The number of Chinese tourists is falling. And that's especially painful to businesses they favor, because they tend to spend more than other visitors
A new battlefront has opened in the trade war between the United States and China: the $1.6 trillion U.S. travel industry.
A Los Angeles hotel long popular with Chinese travelers saw a 23% decline in visits last year and another 10% so far this year. In New York City, spending by Chinese tourists, who spend nearly twice as much as other foreign visitors, fell 12% in the first quarter. And in San Francisco, busloads of Chinese tourists were once a mainstay of one fine jewelry business; over the last few years, the buses stopped coming.

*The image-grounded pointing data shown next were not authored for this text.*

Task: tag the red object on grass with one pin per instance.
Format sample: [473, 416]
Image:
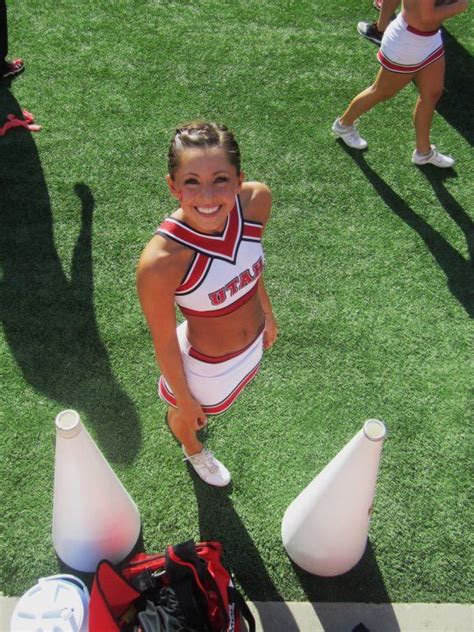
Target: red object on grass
[27, 122]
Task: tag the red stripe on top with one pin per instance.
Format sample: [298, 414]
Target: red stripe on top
[223, 245]
[390, 65]
[195, 274]
[412, 29]
[194, 353]
[213, 313]
[252, 230]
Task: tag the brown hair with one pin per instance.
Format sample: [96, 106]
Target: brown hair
[202, 134]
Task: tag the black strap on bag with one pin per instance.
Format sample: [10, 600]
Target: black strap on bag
[191, 597]
[236, 598]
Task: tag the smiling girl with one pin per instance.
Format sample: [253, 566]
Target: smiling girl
[207, 258]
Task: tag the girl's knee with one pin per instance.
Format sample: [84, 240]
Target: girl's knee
[431, 97]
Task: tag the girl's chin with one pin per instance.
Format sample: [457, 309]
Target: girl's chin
[210, 221]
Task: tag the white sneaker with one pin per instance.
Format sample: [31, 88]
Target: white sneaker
[434, 157]
[349, 135]
[209, 468]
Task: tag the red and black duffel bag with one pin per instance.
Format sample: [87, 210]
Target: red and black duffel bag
[186, 589]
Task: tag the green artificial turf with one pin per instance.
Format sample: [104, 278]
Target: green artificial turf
[369, 266]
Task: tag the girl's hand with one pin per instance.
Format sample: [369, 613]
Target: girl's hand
[270, 332]
[191, 414]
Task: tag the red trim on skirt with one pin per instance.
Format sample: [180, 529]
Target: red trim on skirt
[216, 408]
[393, 67]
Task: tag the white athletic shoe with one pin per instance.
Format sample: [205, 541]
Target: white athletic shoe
[349, 135]
[434, 157]
[209, 468]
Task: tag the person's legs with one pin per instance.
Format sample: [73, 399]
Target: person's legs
[3, 33]
[387, 10]
[385, 86]
[210, 469]
[430, 82]
[183, 433]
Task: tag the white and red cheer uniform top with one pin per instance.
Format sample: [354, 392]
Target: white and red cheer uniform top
[225, 268]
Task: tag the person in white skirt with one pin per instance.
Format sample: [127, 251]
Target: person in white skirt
[207, 259]
[412, 50]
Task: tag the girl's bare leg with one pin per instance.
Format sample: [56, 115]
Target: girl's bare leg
[385, 86]
[183, 433]
[430, 82]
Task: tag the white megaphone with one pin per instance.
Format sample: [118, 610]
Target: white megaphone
[94, 517]
[324, 530]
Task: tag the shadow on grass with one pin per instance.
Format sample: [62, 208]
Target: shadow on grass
[48, 320]
[218, 520]
[362, 584]
[456, 103]
[458, 270]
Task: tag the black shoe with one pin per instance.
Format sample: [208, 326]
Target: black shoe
[10, 69]
[370, 31]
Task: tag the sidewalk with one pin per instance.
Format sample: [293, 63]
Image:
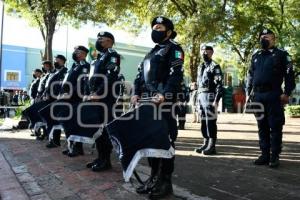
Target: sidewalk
[47, 174]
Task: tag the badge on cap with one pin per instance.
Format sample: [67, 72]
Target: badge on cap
[159, 20]
[178, 54]
[113, 59]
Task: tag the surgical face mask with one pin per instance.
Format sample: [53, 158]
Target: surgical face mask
[74, 56]
[57, 65]
[158, 36]
[205, 57]
[264, 44]
[99, 46]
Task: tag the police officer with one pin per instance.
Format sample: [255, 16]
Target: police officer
[30, 112]
[47, 71]
[270, 67]
[37, 73]
[51, 91]
[68, 94]
[106, 65]
[181, 108]
[210, 90]
[160, 75]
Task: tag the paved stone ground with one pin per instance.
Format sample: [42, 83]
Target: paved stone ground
[30, 171]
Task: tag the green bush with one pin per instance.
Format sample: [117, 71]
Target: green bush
[293, 110]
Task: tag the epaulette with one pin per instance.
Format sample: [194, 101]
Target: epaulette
[174, 42]
[111, 50]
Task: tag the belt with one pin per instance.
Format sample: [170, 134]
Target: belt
[203, 89]
[262, 88]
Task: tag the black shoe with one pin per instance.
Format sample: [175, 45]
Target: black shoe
[148, 186]
[204, 146]
[274, 162]
[91, 164]
[163, 188]
[65, 152]
[51, 144]
[75, 153]
[262, 160]
[102, 166]
[211, 147]
[210, 151]
[77, 150]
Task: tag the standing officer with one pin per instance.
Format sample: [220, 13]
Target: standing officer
[160, 75]
[210, 90]
[270, 66]
[103, 74]
[181, 108]
[68, 94]
[37, 73]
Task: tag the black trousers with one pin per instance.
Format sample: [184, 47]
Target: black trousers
[181, 113]
[164, 165]
[208, 115]
[270, 120]
[31, 113]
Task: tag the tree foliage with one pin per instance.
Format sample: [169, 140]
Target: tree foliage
[47, 15]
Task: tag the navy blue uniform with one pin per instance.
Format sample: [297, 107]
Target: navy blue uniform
[34, 89]
[69, 87]
[49, 89]
[181, 108]
[162, 72]
[210, 89]
[268, 70]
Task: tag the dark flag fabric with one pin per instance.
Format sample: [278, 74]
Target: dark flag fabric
[86, 123]
[139, 133]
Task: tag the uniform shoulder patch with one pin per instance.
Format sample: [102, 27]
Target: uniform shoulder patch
[178, 54]
[111, 50]
[289, 58]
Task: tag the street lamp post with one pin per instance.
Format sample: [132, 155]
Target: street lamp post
[1, 39]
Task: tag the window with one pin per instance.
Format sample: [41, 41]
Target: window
[12, 75]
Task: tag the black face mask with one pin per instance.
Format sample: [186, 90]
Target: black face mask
[158, 36]
[98, 46]
[74, 56]
[264, 44]
[205, 57]
[57, 66]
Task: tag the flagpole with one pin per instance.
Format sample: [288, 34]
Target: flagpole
[1, 40]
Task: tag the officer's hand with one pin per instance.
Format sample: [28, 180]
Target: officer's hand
[158, 99]
[284, 99]
[134, 99]
[215, 104]
[85, 98]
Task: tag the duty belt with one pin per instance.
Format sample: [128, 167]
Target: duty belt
[262, 88]
[203, 89]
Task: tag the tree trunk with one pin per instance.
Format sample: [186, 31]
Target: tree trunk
[48, 55]
[195, 58]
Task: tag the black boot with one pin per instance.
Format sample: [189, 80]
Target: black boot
[91, 164]
[149, 183]
[274, 161]
[103, 164]
[263, 159]
[162, 188]
[211, 147]
[53, 144]
[204, 146]
[77, 150]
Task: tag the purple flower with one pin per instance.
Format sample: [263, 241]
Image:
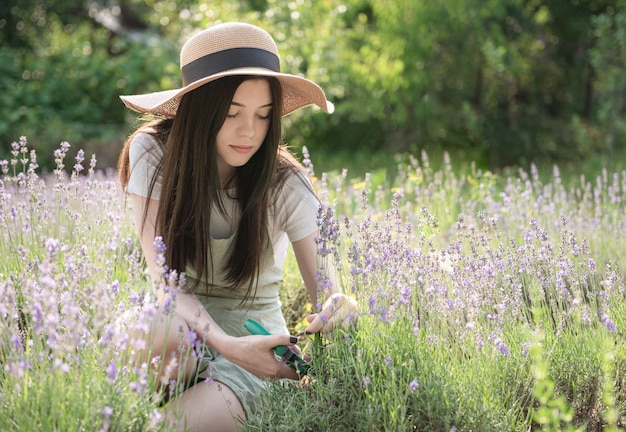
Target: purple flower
[112, 371]
[366, 382]
[107, 411]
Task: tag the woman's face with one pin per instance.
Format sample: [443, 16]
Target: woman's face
[245, 127]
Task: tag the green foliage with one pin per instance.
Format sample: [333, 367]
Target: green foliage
[510, 81]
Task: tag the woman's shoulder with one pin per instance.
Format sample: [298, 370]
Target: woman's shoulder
[144, 144]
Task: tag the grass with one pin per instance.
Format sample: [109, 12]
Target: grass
[487, 302]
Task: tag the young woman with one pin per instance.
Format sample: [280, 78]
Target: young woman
[210, 176]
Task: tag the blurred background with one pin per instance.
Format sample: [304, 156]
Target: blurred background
[500, 82]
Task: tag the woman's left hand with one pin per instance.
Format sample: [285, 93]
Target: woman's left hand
[339, 310]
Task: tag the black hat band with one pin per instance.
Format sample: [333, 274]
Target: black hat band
[233, 58]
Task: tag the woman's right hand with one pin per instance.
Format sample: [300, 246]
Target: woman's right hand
[255, 354]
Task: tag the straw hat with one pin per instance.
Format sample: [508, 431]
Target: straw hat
[230, 49]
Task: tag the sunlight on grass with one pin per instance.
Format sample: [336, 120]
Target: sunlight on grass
[487, 302]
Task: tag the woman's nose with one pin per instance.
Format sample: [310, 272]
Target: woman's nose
[246, 128]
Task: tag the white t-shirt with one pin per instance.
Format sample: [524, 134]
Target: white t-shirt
[293, 217]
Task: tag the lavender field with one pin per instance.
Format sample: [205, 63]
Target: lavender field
[487, 302]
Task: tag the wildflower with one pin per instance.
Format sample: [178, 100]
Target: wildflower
[107, 411]
[388, 362]
[366, 382]
[112, 371]
[608, 323]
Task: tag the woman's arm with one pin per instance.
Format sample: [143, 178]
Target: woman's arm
[338, 309]
[253, 353]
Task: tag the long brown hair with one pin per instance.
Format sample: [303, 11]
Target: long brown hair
[191, 185]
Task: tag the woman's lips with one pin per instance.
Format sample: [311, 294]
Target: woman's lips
[241, 149]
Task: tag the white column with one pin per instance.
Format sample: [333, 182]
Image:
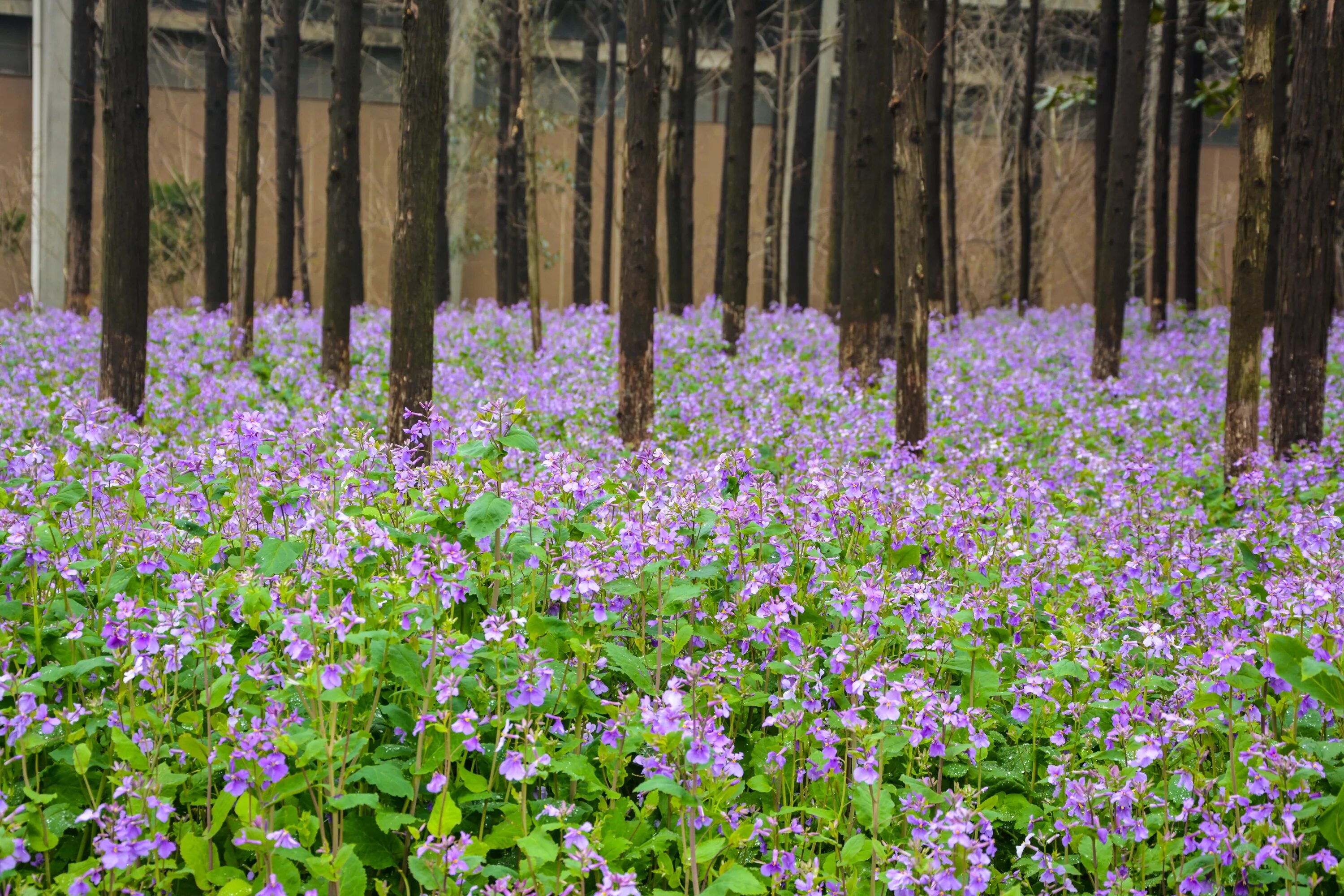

Figures from the Commerce Department’s National Travel and Tourism Office show a sharp decline in the number of tourists from China last year.
Industry professionals worry that the drop-off is picking up speed this year, affecting not just airlines, hotels and restaurants, but also retailers and attractions like amusement parks and casinos.
Tori Barnes, executive vice president for public affairs and policy at the U.S. Travel Association, a trade group, said the Chinese were especially valuable because they were spending an average of $6,700 during their stays — 50% more than other international visitors.
“International travelers actually help reduce the trade deficit,” Barnes said. “There isn’t as much thought given to the services industry being an export,” but, she added, it is a significant one.